Two concourses, no connector
After TSA at GRR’s passenger terminal, the space splits into Concourse A to the left and Concourse B to the right, and there is no sterile connector between them. Allegiant, Frontier, Southwest, and some Delta flights tend to use one side, while American and United frequently show up on the other, but always follow whatever is printed on your boarding pass. If you head into the wrong concourse, you must exit, go back to the main hall, and clear security again.
Single checkpoint feeding both A and B
Security sits on the upper level of the passenger terminal, directly ahead of the ticket counters for Allegiant Air, American Airlines, Delta Air Lines, Frontier Airlines, Southwest Airlines, and United Airlines. All passengers funnel through this single checkpoint before choosing A or B. Local flyers mention that they double‑check the concourse on their boarding pass before joining a TSA line so they only do the screening process once.
Delta’s early cutoff trips people up
Delta publishes a recommendation at GRR to arrive 90 minutes before departure and to finish check‑in with checked bags at least 60 minutes before your flight. FlyerTalk posters flagged this as stricter than other similarly sized airports and say people used to showing up 45 minutes before departure can get burned here. If you are connecting onward on Delta in Detroit or Minneapolis, build that front‑end buffer in Grand Rapids so your bag makes the ride.

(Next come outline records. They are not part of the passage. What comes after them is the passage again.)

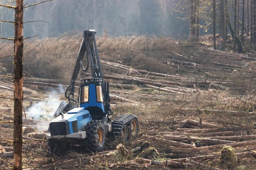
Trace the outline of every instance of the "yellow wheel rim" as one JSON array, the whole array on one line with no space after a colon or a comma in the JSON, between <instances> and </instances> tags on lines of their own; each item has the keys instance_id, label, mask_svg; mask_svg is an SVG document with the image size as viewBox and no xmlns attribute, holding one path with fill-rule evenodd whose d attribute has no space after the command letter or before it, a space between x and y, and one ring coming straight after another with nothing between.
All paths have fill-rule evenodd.
<instances>
[{"instance_id":1,"label":"yellow wheel rim","mask_svg":"<svg viewBox=\"0 0 256 170\"><path fill-rule=\"evenodd\" d=\"M100 145L102 143L103 141L103 135L102 135L102 132L100 130L98 130L98 140L99 144Z\"/></svg>"},{"instance_id":2,"label":"yellow wheel rim","mask_svg":"<svg viewBox=\"0 0 256 170\"><path fill-rule=\"evenodd\" d=\"M135 135L136 133L137 124L135 120L132 120L132 135Z\"/></svg>"}]
</instances>

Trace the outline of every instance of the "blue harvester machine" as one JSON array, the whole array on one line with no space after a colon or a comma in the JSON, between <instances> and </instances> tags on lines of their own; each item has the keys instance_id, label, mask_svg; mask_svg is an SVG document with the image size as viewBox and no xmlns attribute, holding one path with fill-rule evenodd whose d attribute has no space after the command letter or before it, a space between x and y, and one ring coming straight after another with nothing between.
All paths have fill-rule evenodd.
<instances>
[{"instance_id":1,"label":"blue harvester machine","mask_svg":"<svg viewBox=\"0 0 256 170\"><path fill-rule=\"evenodd\" d=\"M134 115L119 115L112 120L109 84L104 82L94 30L85 30L70 85L65 92L68 102L63 101L54 113L46 137L51 152L65 149L69 144L83 144L88 149L103 150L106 135L110 138L128 140L139 133L138 119ZM87 66L82 63L85 52ZM92 78L81 79L78 98L74 98L75 83L79 70L90 66Z\"/></svg>"}]
</instances>

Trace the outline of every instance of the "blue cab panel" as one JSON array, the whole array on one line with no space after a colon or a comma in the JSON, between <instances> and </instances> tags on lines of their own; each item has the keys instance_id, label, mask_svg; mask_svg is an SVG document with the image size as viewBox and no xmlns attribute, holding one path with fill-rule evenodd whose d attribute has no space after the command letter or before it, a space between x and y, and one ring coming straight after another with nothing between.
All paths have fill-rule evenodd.
<instances>
[{"instance_id":1,"label":"blue cab panel","mask_svg":"<svg viewBox=\"0 0 256 170\"><path fill-rule=\"evenodd\" d=\"M80 107L88 110L93 119L101 120L105 113L103 89L99 78L82 79Z\"/></svg>"},{"instance_id":2,"label":"blue cab panel","mask_svg":"<svg viewBox=\"0 0 256 170\"><path fill-rule=\"evenodd\" d=\"M67 114L76 114L82 112L84 110L84 108L74 108L72 110L70 110L67 113Z\"/></svg>"},{"instance_id":3,"label":"blue cab panel","mask_svg":"<svg viewBox=\"0 0 256 170\"><path fill-rule=\"evenodd\" d=\"M51 135L72 134L84 129L85 126L92 121L92 117L84 108L74 108L67 113L56 117L51 121Z\"/></svg>"}]
</instances>

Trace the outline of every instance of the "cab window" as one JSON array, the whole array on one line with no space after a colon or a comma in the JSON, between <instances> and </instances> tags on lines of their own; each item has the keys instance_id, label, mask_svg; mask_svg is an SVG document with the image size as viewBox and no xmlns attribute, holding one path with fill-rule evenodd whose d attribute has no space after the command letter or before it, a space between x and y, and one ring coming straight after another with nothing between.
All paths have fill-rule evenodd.
<instances>
[{"instance_id":1,"label":"cab window","mask_svg":"<svg viewBox=\"0 0 256 170\"><path fill-rule=\"evenodd\" d=\"M97 102L103 102L102 90L101 86L96 86L96 93L97 93Z\"/></svg>"},{"instance_id":2,"label":"cab window","mask_svg":"<svg viewBox=\"0 0 256 170\"><path fill-rule=\"evenodd\" d=\"M89 86L84 86L82 88L81 95L81 103L87 102L89 101Z\"/></svg>"}]
</instances>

Main hall as the crossroads
The main post‑security hall hangs above the gate areas and lines up with both concourse entrances, so you pass through this central zone on the way to every gate. Regulars describe it as their pause point: confirm gate on the screens, check the concourse letter, then commit to A or B. Once you walk down either dead‑end corridor, you are at the mercy of that side’s small gate cluster, and turning back can cost 20–30 minutes including another TSA run.
Parking: garage over surface lots
On the landside approach, GRR’s long‑term garage sits close enough that frequent flyers call the walk to the terminal “very easy” and skip any shuttle. Flyers on parking threads say they willingly pay more for this long‑term garage versus the cheaper surface lots to avoid waiting outside in winter weather. From the garage, plan roughly a 5–7 minute walk to the airline counters and security upstairs.

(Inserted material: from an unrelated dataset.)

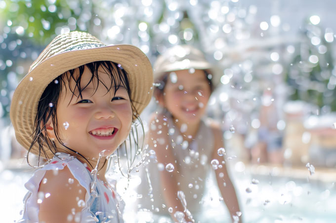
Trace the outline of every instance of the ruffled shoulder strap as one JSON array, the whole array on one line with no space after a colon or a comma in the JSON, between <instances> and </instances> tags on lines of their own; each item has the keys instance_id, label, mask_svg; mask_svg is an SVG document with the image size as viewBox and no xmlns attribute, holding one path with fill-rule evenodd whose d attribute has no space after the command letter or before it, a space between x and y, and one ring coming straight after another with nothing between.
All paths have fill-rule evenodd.
<instances>
[{"instance_id":1,"label":"ruffled shoulder strap","mask_svg":"<svg viewBox=\"0 0 336 223\"><path fill-rule=\"evenodd\" d=\"M47 170L63 169L65 166L70 170L74 178L85 189L85 203L88 201L91 181L88 169L87 169L84 164L74 157L58 153L49 163L37 170L32 178L25 184L25 187L29 191L23 200L24 207L22 220L26 220L25 222L39 222L39 199L43 199L43 197L39 197L38 191L41 182L43 183L48 180L47 179L43 179L45 172Z\"/></svg>"},{"instance_id":2,"label":"ruffled shoulder strap","mask_svg":"<svg viewBox=\"0 0 336 223\"><path fill-rule=\"evenodd\" d=\"M37 170L31 179L32 180L29 180L25 186L30 191L31 186L33 186L34 188L38 189L40 183L42 180L43 177L47 170L62 170L65 166L69 168L74 177L89 193L90 182L91 182L91 177L88 171L89 169L86 169L84 164L74 157L63 153L56 154L56 156L54 157L48 163ZM45 180L47 180L47 179ZM33 185L30 185L30 184Z\"/></svg>"}]
</instances>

Small terminal, mostly domestic routes
The passenger terminal handles a tight set of routes for six carriers, with most flights staying within the United States and a few seasonal leisure runs. A Skytrax reviewer calls out that GRR “needs more international,” a common comment from locals who connect in Chicago, Detroit, or Minneapolis for overseas trips. The upside: the building stays manageable, with short walks from check‑in to the gate compared with big hubs.
How regulars work the building
GRR‑based flyers on FlyerTalk say they treat each concourse as a one‑way street: once they pass into A or B, they stay there and don’t roam back toward the split. Road warriors describing their routine use the main hall above the gates as their default workspace before walking down to board. Many pair that with the long‑term garage routine so the whole car‑to‑gate path is a straightforward walk they can repeat trip after trip.
One last tip
Before you even leave the check‑in counter for Allegiant, American, Delta, Frontier, Southwest, or United, look at the concourse letter printed next to your gate number and lock it in. Pick the TSA queue that feeds your side, clear once, and treat the concourse split like a toll booth you only want to pass through a single time.